Beyond the Pill promotes access and equity in women’s contraceptive health care. We build the research foundation to transform clinical care and women’s lives worldwide.

The Beyond the Pill research program investigates policy-relevant questions about women’s reproductive health. Our research aims to reduce high unintended pregnancy in the US and globally through changes in access, care and policy. We study underserved populations, including adolescents and women in low-resource settings, with the goal of reducing health disparities and improving reproductive autonomy. We are an interdisciplinary team of clinician-scientists and social scientists, working together to make a real-world impact.
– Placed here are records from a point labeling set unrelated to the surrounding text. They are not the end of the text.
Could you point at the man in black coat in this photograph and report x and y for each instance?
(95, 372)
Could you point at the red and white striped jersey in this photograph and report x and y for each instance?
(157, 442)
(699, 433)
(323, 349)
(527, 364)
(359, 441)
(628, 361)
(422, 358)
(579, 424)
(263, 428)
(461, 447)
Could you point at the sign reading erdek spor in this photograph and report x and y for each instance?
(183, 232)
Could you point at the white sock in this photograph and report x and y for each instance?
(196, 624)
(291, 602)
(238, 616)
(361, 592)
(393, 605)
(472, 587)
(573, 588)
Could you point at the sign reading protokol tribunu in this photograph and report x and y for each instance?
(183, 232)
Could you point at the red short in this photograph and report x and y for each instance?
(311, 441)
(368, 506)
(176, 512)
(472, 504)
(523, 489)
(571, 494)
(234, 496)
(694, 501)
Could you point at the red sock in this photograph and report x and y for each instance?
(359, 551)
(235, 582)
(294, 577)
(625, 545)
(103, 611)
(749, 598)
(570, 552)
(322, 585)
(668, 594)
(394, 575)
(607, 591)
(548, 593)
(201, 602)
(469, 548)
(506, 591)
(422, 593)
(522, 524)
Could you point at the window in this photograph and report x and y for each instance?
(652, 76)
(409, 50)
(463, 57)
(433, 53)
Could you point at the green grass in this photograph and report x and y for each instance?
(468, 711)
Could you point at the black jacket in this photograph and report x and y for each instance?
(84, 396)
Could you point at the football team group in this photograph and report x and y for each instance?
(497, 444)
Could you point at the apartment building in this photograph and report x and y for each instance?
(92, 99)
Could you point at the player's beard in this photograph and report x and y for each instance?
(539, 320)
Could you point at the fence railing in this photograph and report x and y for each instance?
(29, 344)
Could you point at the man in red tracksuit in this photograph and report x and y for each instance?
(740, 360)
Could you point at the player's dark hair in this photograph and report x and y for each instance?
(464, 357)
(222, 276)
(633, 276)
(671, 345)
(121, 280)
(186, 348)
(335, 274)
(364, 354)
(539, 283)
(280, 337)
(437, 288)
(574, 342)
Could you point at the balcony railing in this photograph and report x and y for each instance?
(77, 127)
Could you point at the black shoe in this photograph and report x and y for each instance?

Our research is guided by a commitment to:

  • Access: We experiment with new ways to improve women’s access to the full spectrum of contraceptive options, including the most effective methods.
  • Autonomy: We believe in empowering women to make informed choices.
  • Equity: We are committed to reducing health disparities and improving health for all, regardless of age, race, ethnicity, income or other social factors.

Research Areas

Access to Contraception
We evaluate barriers to care and new approaches for improving access to effective contraception, especially for underserved populations including adolescents.

Translational Research
We conduct translational research to bring evidence to the forefront of clinical practice and policy change and have helped to transform the provision of long-acting reversible contraception and emergency contraception in the US and globally.

Contraceptive Choice & Use
Our research on women's and men’s contraceptive knowledge, decision-making, use and pregnancy outcomes informs efforts to promote contraceptive awareness, access, reproductive autonomy and healthy equity.

Global Research
Our work in low-resource settings focuses on access to contraception, improved women’s health and the integration of new technologies into clinical practice.

Featured Research: National Trial on LARC Training

 

New research shows that better education and counseling about women's birth control options can dramatically reduce unintended pregnancies.

Published in The Lancet, our study demonstrates that our UCSF CME-accredited training curriculum for health care providers reduced the number of unintended pregnancies among teens and young women by almost half. The training also increased providers' counseling and women's awareness of effective birth control options, including IUDs and implants.